Auch einzelne Banken oder Versicherungen nutzten diesen Marketingkanal bereits. Für Kessler kein Problem: «Die Flyer sind selbsterklärend.» Dass eine «Notfallpraxis», die im «Gesundheitszentrum Basel» 365 Tage pro Jahr offen ist, gerade von Zuzügern aus dem Ausland als staatliche oder staatsnahe Institution aufgefasst werden könnte, erachtet er als «sehr weit hergeholt». Zudem gelte bei der Sponsorensuche das Prinzip der Gleichbehandlung: Die Vertreter einer Branche würden «möglichst flächendeckend» angeschrieben, sagt Kessler. Bei den Zahnärzten scheint dies nicht der Fall zu sein. Die direkte Konkurrentin der Zahnärzte.ch ist die Gruppenpraxis «Das Zahnarztzentrum». Beide buhlen mit ähnlichen Konzepten um Kunden. Das Zahnarztzentrum sei «leider» nicht angeschrieben worden, sagt Betriebschefin Susann Lorani. Sie sieht in Zuzügern ein grosses Potenzial, um den Kundenstamm auszubauen: «Es wäre schön gewesen, diese Werbemöglichkeit zu bekommen.»

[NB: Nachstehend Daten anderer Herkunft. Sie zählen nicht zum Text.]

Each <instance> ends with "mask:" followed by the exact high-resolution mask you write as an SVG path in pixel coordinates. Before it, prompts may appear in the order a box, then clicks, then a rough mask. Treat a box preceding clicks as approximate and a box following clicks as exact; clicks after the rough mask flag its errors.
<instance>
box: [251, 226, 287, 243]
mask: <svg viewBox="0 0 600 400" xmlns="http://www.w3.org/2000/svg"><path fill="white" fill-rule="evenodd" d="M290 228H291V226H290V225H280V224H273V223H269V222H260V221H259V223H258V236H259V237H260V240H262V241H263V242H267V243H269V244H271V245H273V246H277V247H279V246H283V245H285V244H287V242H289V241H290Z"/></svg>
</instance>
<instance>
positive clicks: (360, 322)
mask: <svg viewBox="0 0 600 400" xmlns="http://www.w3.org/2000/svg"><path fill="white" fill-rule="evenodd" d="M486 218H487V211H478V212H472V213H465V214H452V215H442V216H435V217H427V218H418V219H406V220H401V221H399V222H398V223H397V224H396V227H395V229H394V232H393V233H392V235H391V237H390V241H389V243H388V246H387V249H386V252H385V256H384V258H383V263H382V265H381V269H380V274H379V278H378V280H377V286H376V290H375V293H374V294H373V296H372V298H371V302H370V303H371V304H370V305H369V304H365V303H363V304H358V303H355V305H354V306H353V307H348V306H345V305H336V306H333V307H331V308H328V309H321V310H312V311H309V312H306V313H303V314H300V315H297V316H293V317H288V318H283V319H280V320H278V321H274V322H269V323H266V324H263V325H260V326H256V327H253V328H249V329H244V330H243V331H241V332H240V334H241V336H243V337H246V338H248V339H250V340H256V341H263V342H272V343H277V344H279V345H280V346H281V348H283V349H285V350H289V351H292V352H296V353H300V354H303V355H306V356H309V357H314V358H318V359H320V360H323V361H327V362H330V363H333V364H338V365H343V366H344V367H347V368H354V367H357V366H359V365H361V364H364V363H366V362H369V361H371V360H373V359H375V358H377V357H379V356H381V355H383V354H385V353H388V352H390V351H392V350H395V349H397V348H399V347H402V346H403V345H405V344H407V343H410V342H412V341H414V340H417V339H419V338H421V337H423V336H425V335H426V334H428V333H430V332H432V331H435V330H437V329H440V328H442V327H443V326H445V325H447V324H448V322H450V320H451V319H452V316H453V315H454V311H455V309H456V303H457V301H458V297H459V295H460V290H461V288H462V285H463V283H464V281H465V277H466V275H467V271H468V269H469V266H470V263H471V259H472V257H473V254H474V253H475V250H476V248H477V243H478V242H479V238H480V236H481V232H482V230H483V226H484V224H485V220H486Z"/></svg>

Die Verwaltung hat die Sponsorensuche ausgelagert. Ebenso die Organisation der Informationsanlässe. Dafür ist die Communication AG zuständig. Deren Geschäftsführer, Christian Vultier, sagt, dass sie gegen fünfzig Zahnarztpraxen angeschrieben hätten. Per Mail. «Möglicherweise ist unsere Anfrage untergegangen. Wir berücksichtigen alle Interessierten», sagt Vultier.

Verwaltung gespalten
Ob Zuzüger in Basel künftig nun von zwei Gruppenpraxen Flyer aus dem Couvert fischen, bleibt offen. Denn im Gesundheitsdepartement scheint sich Skepsis zu regen. So erklärt Mediensprecherin Anne Tschudin: «Dass die Gegenleistung für die Beilage der Zahnärzte.ch Sponsoring darstellt und keine Empfehlung ist, sollte klarer zum Ausdruck kommen. Darüber sind wir uns mit unseren Kollegen im Präsidialdepartement einig.» Welche sie meint, bleibt, wie die Werbung, undeklariert.